A visão holística de Quine (Two Dogmas of Empiricism [tradução brasileira na Coleção Os Pensadores], 1953 reimpresso em From a Logical Point of View [tradução brasileira “De um ponto de vista Lógico] depende do repúdio da articulação de Carnap de uma distinção entre proposições analíticas e sintéticas (desconsiderando as construções de analiticidade de Kant, Bolzano e Frege). É certo que, a partir de suas reflexões sobre a sua própria distinção entre proposições analíticas e sintéticas, Carnap chegou à conclusão extraviada de que as verdades analíticas decorriam de convenções. Mas é discutível se sua distinção é irremediavelmente defeituosa, como argumenta Quine. A acusação de Quine foi contestada pelo próprio Carnap (“Quine on Analiticity” em R. Creath (Ed.) Dear Carnap, Dear Van, Berkeley,1990) e evitada com sucesso defensável por Grice e Strawson (“In Defense of a Dogma” in Philosophical Review, 65, 1956). Também é discutível se a possibilidade de rejeitar a distinção de Carnap entre proposições analíticas e proposições sintéticas implica a possibilidade de rejeitar as diferentes distinções traçadas por Kant, Bolzano e Frege. Mas, mais importante para o presente propósito [da análise de Hacker], a distinção entre verdades conceituais a priori e proposições empíricas a posteriori não depende da viabilidade de qualquer distinção entre proposições analíticas e sintéticas.
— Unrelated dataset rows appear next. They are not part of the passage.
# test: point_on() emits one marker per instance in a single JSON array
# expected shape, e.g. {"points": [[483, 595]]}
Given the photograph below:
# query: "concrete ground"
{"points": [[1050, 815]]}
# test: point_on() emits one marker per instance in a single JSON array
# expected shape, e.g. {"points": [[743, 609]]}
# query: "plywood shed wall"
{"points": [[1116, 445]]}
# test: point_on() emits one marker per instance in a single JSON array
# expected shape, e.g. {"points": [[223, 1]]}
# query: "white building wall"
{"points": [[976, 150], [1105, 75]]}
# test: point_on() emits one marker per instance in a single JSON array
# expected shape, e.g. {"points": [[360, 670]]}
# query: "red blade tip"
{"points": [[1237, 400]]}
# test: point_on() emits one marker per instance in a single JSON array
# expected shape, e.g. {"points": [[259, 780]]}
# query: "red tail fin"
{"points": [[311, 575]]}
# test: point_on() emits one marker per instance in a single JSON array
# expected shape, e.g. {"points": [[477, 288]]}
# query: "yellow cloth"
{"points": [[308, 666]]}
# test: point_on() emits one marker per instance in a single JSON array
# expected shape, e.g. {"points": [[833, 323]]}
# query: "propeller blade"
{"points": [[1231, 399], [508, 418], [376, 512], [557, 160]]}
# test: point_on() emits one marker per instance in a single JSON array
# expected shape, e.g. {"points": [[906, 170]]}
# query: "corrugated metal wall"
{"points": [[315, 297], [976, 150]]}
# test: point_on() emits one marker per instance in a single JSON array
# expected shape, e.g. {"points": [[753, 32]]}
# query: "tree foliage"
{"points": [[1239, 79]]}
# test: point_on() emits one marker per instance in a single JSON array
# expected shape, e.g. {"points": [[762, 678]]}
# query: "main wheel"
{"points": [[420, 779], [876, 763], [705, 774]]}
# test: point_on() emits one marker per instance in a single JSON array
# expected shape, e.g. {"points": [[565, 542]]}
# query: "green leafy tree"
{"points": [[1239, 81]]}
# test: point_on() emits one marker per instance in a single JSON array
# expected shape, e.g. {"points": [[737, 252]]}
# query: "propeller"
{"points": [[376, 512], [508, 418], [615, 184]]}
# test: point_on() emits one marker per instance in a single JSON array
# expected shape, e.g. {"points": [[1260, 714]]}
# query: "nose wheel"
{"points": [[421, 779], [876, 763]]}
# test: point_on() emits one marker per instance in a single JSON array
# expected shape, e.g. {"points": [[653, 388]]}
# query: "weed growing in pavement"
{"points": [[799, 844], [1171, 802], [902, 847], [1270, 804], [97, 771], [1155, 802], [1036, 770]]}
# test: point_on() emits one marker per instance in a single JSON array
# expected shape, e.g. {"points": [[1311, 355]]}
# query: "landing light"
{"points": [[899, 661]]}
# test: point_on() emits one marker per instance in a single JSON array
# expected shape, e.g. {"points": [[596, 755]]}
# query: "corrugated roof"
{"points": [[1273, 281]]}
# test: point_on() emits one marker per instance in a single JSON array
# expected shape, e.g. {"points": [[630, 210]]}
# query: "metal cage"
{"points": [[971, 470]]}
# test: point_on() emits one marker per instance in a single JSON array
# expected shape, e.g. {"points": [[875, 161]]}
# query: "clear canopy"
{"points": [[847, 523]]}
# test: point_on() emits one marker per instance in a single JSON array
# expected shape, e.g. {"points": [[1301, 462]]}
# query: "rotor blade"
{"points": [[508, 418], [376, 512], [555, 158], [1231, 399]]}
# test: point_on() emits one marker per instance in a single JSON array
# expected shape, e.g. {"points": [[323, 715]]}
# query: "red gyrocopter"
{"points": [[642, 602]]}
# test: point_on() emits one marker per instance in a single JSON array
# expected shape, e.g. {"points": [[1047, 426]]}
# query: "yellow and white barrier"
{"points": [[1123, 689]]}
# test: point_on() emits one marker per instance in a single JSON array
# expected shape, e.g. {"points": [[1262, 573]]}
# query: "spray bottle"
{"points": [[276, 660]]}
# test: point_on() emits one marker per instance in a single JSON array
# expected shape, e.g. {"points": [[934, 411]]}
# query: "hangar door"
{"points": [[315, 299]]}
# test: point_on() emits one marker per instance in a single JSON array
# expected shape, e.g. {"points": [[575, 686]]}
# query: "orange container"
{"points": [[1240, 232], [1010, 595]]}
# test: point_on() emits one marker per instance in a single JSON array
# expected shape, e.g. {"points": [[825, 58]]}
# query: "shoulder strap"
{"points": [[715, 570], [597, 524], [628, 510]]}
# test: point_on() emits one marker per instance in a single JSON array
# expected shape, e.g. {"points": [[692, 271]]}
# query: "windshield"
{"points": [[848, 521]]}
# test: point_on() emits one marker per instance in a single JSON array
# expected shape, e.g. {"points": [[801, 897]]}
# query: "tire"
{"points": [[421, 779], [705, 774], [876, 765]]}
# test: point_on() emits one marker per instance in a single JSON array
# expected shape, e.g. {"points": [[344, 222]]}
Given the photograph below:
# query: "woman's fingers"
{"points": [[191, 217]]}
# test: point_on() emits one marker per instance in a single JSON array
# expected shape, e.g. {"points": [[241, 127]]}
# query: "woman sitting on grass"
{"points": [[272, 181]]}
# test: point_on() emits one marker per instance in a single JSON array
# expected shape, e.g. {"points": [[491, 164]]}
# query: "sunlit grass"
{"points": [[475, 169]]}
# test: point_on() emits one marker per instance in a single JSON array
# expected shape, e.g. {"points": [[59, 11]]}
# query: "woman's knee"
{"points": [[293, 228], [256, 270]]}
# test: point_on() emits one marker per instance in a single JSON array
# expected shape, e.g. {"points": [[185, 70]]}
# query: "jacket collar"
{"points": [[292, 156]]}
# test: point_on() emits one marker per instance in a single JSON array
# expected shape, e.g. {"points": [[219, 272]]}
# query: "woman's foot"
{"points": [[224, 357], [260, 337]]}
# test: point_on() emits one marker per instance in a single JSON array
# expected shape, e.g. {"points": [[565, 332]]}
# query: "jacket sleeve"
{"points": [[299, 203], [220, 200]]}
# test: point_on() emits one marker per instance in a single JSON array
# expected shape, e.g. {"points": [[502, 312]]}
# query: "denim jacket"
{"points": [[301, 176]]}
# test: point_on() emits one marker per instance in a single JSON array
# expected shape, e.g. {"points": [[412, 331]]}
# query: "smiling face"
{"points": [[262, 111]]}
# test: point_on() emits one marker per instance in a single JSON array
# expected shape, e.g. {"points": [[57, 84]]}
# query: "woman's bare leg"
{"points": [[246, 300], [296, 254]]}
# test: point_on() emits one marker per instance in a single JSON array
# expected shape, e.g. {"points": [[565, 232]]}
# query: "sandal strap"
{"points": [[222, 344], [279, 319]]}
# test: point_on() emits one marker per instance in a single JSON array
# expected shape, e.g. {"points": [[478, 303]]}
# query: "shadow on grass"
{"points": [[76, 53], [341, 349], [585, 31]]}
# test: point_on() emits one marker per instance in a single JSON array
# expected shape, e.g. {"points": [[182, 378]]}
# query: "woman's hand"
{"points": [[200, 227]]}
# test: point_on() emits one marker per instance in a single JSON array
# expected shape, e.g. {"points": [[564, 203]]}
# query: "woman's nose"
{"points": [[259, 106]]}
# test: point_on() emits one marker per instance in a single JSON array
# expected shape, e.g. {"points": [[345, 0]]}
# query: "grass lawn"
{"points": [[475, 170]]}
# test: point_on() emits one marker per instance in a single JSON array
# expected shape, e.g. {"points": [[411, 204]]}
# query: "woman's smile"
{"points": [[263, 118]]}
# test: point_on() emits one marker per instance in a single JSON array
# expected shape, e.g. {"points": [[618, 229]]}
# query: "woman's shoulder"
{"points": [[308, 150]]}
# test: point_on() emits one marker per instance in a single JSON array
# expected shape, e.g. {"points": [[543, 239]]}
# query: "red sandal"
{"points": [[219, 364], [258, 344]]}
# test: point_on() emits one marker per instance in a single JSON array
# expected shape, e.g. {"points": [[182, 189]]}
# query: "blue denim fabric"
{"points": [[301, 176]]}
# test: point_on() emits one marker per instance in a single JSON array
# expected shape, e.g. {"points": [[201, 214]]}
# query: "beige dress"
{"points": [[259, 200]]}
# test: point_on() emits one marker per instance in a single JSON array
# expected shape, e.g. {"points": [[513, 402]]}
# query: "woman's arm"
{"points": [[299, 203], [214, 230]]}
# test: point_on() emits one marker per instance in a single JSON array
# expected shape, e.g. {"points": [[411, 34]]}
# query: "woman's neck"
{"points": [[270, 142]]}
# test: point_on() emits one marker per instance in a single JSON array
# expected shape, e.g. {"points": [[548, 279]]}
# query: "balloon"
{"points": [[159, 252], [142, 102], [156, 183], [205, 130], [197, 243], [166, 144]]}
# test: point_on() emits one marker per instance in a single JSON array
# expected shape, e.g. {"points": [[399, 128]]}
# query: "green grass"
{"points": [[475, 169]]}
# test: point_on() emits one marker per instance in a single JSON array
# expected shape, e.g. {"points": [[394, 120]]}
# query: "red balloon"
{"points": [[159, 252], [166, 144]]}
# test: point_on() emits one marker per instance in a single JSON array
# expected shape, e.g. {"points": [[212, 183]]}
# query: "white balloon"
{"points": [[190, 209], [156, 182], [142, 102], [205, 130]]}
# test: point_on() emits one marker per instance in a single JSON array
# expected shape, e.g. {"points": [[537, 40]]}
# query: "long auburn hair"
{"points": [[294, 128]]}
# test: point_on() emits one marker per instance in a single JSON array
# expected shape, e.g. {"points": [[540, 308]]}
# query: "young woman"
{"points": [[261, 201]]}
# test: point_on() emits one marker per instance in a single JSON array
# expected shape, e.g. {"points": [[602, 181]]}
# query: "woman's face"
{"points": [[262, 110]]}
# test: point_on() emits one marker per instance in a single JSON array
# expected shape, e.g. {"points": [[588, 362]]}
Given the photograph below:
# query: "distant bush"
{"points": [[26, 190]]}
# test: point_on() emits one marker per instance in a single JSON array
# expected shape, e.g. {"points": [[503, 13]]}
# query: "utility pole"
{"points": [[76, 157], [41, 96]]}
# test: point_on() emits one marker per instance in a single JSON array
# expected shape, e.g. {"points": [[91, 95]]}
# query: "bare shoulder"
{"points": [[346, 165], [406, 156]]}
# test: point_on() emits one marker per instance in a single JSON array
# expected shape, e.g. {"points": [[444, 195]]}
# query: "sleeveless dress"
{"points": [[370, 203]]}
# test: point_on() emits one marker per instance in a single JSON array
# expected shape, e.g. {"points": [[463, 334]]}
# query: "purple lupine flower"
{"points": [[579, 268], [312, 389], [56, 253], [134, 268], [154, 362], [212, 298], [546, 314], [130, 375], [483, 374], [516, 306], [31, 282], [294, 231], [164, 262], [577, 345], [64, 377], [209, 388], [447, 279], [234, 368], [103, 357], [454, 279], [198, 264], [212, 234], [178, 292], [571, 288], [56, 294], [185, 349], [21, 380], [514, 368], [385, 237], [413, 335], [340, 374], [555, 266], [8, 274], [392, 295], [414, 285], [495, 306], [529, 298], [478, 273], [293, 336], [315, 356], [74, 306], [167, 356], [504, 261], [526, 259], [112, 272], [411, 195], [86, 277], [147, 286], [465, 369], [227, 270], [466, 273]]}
Entre as verdades conceituais a priori devemos distinguir verdades da lógica e da matemática e distinguir ambas das verdades gramaticais gerais, pouco importando se essas são verdades analíticas (explicadas de maneira apropriada em termos lógicos) ou outras verdades gramaticais não analíticas, (por exemplo que vermelho é mais escuro que rosa, ou que nada pode ter simultaneamente apenas dois metros de comprimento e também três metros de comprimento). Deve ser evidente que a distinção entre verdades conceituais (inclusive gramaticais) e empíricas, ao contrário da distinção entre verdades a priori e a posteriori, não é epistêmica, ainda que verdades gramaticais conceituais sejam, obviamente, a priori. É uma distinção entre diferentes papéis e usos das proposições”.